Since coming home, she’d been different too. It was as though she’d awakened from a fog, she thought. She saw things so differently now. Everything she’d once taken for granted was now as uncertain as the history of the beaded collar.

As she was putting the collar into its box, she heard the voices again out in the gallery. This time, there was something about them that made her pay attention, something about the urgent low tones of the two men who seemed to be arguing.

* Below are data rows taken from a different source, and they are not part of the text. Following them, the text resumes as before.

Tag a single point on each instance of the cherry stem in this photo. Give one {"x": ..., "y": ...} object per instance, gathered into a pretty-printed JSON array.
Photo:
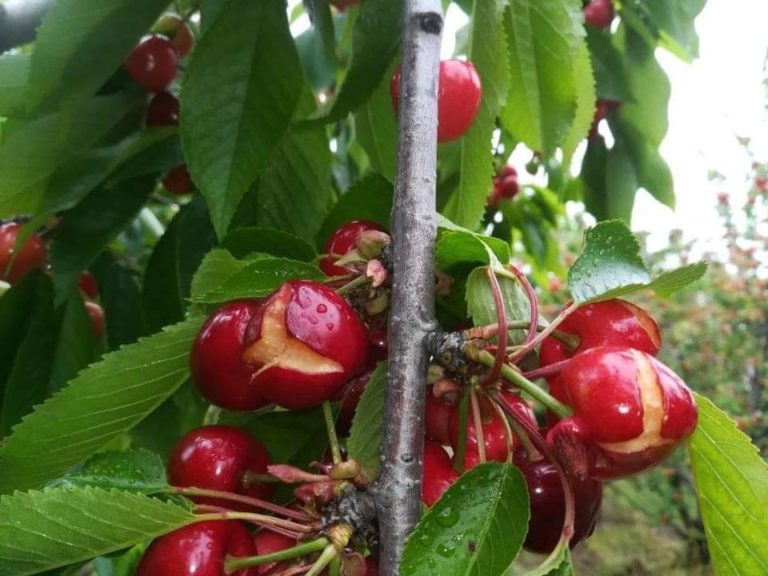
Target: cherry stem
[
  {"x": 512, "y": 375},
  {"x": 255, "y": 502},
  {"x": 235, "y": 563},
  {"x": 330, "y": 426}
]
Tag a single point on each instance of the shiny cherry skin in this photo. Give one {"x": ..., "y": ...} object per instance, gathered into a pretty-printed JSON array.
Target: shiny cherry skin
[
  {"x": 305, "y": 341},
  {"x": 630, "y": 413},
  {"x": 547, "y": 501},
  {"x": 219, "y": 458},
  {"x": 599, "y": 13},
  {"x": 341, "y": 242},
  {"x": 197, "y": 550},
  {"x": 218, "y": 372},
  {"x": 439, "y": 474},
  {"x": 30, "y": 256},
  {"x": 153, "y": 63},
  {"x": 458, "y": 99},
  {"x": 163, "y": 110}
]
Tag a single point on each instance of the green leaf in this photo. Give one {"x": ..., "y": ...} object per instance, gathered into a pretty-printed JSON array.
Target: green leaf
[
  {"x": 545, "y": 42},
  {"x": 732, "y": 486},
  {"x": 240, "y": 93},
  {"x": 133, "y": 471},
  {"x": 364, "y": 442},
  {"x": 103, "y": 402},
  {"x": 477, "y": 528},
  {"x": 60, "y": 526},
  {"x": 487, "y": 51}
]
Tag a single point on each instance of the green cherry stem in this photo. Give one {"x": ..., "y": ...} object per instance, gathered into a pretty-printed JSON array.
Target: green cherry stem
[{"x": 234, "y": 563}]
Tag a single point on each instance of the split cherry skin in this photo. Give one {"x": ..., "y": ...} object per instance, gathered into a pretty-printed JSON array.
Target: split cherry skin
[
  {"x": 197, "y": 550},
  {"x": 219, "y": 458},
  {"x": 218, "y": 372},
  {"x": 304, "y": 342}
]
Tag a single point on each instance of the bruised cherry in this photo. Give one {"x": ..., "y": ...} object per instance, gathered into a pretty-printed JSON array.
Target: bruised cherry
[
  {"x": 630, "y": 413},
  {"x": 304, "y": 342},
  {"x": 153, "y": 63},
  {"x": 219, "y": 458},
  {"x": 30, "y": 256},
  {"x": 218, "y": 372},
  {"x": 197, "y": 550}
]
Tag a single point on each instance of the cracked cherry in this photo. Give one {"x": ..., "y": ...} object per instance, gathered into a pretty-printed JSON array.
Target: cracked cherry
[
  {"x": 153, "y": 63},
  {"x": 197, "y": 550},
  {"x": 30, "y": 256},
  {"x": 458, "y": 98},
  {"x": 218, "y": 372},
  {"x": 219, "y": 458},
  {"x": 630, "y": 413},
  {"x": 305, "y": 341},
  {"x": 341, "y": 242}
]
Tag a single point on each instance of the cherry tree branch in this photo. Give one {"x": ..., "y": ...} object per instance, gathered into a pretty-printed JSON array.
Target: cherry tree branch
[{"x": 412, "y": 317}]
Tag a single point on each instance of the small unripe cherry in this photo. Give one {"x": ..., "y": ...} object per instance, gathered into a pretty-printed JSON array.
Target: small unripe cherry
[
  {"x": 30, "y": 256},
  {"x": 304, "y": 342},
  {"x": 630, "y": 413},
  {"x": 458, "y": 98},
  {"x": 341, "y": 242},
  {"x": 153, "y": 63},
  {"x": 217, "y": 370},
  {"x": 219, "y": 458},
  {"x": 197, "y": 550}
]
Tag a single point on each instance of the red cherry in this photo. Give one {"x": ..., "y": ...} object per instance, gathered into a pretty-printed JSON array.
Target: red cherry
[
  {"x": 178, "y": 181},
  {"x": 439, "y": 475},
  {"x": 30, "y": 256},
  {"x": 630, "y": 412},
  {"x": 153, "y": 63},
  {"x": 305, "y": 341},
  {"x": 163, "y": 110},
  {"x": 458, "y": 98},
  {"x": 197, "y": 550},
  {"x": 218, "y": 372},
  {"x": 219, "y": 458},
  {"x": 341, "y": 242},
  {"x": 599, "y": 13}
]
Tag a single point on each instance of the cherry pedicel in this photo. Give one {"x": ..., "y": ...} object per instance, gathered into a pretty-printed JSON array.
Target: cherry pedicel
[
  {"x": 304, "y": 342},
  {"x": 217, "y": 369},
  {"x": 219, "y": 458},
  {"x": 630, "y": 413},
  {"x": 30, "y": 256},
  {"x": 197, "y": 550},
  {"x": 153, "y": 63},
  {"x": 458, "y": 98}
]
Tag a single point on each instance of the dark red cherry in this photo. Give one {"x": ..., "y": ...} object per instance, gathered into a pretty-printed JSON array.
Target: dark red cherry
[
  {"x": 217, "y": 369},
  {"x": 219, "y": 458},
  {"x": 304, "y": 341},
  {"x": 458, "y": 99},
  {"x": 197, "y": 550},
  {"x": 153, "y": 63},
  {"x": 439, "y": 475},
  {"x": 341, "y": 242},
  {"x": 630, "y": 412},
  {"x": 30, "y": 256}
]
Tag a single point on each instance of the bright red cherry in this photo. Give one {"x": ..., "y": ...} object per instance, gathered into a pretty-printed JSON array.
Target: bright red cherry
[
  {"x": 630, "y": 412},
  {"x": 439, "y": 475},
  {"x": 153, "y": 63},
  {"x": 304, "y": 341},
  {"x": 458, "y": 98},
  {"x": 163, "y": 110},
  {"x": 197, "y": 550},
  {"x": 218, "y": 372},
  {"x": 341, "y": 242},
  {"x": 219, "y": 458},
  {"x": 30, "y": 256},
  {"x": 599, "y": 13}
]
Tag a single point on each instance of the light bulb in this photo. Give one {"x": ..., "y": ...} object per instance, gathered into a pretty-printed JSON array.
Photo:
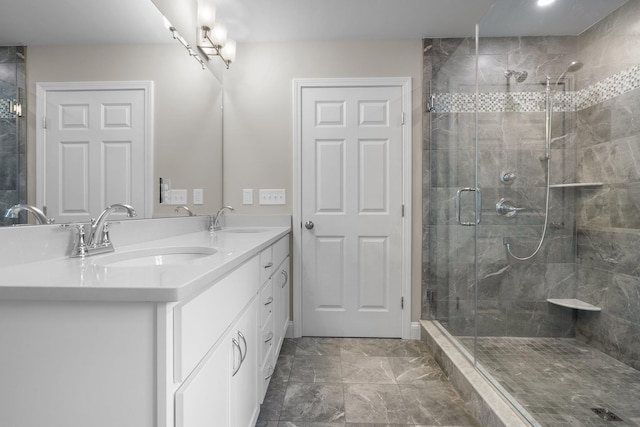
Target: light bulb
[
  {"x": 228, "y": 52},
  {"x": 219, "y": 35}
]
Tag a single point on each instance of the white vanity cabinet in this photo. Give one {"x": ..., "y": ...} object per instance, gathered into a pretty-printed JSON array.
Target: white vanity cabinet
[
  {"x": 201, "y": 360},
  {"x": 221, "y": 390},
  {"x": 275, "y": 301}
]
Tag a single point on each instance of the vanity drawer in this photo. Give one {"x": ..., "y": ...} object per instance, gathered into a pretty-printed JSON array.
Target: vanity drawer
[
  {"x": 280, "y": 251},
  {"x": 267, "y": 341},
  {"x": 266, "y": 264},
  {"x": 201, "y": 321},
  {"x": 267, "y": 303}
]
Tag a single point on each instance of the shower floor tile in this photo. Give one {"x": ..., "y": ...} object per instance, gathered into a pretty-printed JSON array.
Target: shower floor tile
[{"x": 559, "y": 380}]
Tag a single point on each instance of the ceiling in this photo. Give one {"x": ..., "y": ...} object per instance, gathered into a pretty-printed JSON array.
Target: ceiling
[{"x": 61, "y": 22}]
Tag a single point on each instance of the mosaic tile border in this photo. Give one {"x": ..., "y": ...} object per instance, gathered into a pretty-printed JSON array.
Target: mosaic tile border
[{"x": 533, "y": 102}]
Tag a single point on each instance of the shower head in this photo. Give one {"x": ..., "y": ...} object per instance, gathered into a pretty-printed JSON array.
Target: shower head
[{"x": 520, "y": 75}]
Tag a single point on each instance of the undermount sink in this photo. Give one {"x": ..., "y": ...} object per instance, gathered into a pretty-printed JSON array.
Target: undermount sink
[
  {"x": 245, "y": 230},
  {"x": 155, "y": 257}
]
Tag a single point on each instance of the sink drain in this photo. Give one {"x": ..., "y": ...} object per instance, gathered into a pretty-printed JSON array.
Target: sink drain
[{"x": 606, "y": 414}]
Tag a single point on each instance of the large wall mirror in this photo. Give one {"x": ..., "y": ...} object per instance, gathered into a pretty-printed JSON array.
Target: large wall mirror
[{"x": 81, "y": 41}]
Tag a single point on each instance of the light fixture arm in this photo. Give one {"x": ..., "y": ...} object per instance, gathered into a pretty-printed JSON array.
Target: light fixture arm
[{"x": 209, "y": 48}]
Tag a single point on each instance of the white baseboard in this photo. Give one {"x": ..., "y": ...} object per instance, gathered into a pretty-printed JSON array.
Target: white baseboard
[{"x": 414, "y": 330}]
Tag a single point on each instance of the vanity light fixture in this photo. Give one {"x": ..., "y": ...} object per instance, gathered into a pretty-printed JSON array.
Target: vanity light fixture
[
  {"x": 214, "y": 42},
  {"x": 176, "y": 36}
]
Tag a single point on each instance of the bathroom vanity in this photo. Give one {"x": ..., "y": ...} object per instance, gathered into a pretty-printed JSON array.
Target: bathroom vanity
[{"x": 181, "y": 330}]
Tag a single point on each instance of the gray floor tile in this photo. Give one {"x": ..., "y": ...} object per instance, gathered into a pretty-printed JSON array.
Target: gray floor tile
[
  {"x": 312, "y": 402},
  {"x": 375, "y": 403},
  {"x": 316, "y": 369},
  {"x": 376, "y": 370},
  {"x": 419, "y": 369}
]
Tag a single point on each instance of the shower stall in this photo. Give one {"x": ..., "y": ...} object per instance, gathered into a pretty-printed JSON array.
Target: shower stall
[
  {"x": 531, "y": 205},
  {"x": 13, "y": 161}
]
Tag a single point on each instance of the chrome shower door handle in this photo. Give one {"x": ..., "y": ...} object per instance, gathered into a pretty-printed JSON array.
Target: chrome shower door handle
[{"x": 478, "y": 197}]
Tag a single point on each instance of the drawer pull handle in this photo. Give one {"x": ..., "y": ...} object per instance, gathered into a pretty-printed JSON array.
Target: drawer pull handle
[
  {"x": 269, "y": 337},
  {"x": 271, "y": 374},
  {"x": 246, "y": 349},
  {"x": 236, "y": 345}
]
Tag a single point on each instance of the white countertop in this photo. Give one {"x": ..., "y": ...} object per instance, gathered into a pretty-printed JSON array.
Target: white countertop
[{"x": 76, "y": 279}]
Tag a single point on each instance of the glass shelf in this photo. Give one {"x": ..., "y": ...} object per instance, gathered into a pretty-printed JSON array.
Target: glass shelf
[
  {"x": 577, "y": 185},
  {"x": 573, "y": 303}
]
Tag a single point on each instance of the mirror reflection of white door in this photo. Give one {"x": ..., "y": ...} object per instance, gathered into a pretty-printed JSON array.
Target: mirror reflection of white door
[
  {"x": 352, "y": 195},
  {"x": 94, "y": 151}
]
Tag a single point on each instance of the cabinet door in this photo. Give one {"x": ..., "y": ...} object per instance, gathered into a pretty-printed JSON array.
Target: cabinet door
[
  {"x": 244, "y": 399},
  {"x": 281, "y": 289},
  {"x": 204, "y": 399}
]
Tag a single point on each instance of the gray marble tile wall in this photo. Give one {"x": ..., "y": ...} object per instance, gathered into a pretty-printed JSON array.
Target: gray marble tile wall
[
  {"x": 608, "y": 219},
  {"x": 12, "y": 131},
  {"x": 511, "y": 294}
]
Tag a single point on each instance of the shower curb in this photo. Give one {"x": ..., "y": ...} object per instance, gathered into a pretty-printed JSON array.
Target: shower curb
[{"x": 483, "y": 400}]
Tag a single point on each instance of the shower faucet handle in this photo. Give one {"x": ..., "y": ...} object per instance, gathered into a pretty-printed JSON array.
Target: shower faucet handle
[{"x": 507, "y": 177}]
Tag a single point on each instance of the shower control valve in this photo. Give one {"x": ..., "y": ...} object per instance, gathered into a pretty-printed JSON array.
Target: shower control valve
[{"x": 507, "y": 177}]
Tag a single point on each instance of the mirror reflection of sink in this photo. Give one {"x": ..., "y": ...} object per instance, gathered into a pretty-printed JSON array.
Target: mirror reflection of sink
[
  {"x": 245, "y": 230},
  {"x": 155, "y": 257}
]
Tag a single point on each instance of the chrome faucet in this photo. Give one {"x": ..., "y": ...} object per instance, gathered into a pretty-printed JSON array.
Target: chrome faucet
[
  {"x": 41, "y": 218},
  {"x": 186, "y": 208},
  {"x": 215, "y": 220},
  {"x": 98, "y": 241}
]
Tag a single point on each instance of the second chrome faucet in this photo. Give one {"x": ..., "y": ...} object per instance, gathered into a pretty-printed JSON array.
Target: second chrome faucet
[{"x": 98, "y": 240}]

“You’re not doing it right,” she heard one say. “Like this.”
Museumgoers
, she told herself.
Looking for the sarcophagi
. And then there was a loud crack from outside the door, a violent sound, and then another one. She jumped up, surprised, overturning the metal stool she’d been sitting on, and she heard one of the voices say, “What the fuck?” and then the men were at the door, two of them, dressed in
raincoats and carrying hatchets. She saw the hatchets before she took in the details of their plain, almost pleasant faces, and she must have screamed because the shorter of the men yelled, “Shut up!” and crossed the room to her, clapping a hand over her mouth and pushing her to the ground, grinding her face into the musty-smelling industrial carpet that lined the floor of the study room. Sitting on her back, he twisted her arm behind her. Her shoulder throbbed. She struggled to breathe against the carpet, gasping and choking and tasted stomach acid in her mouth.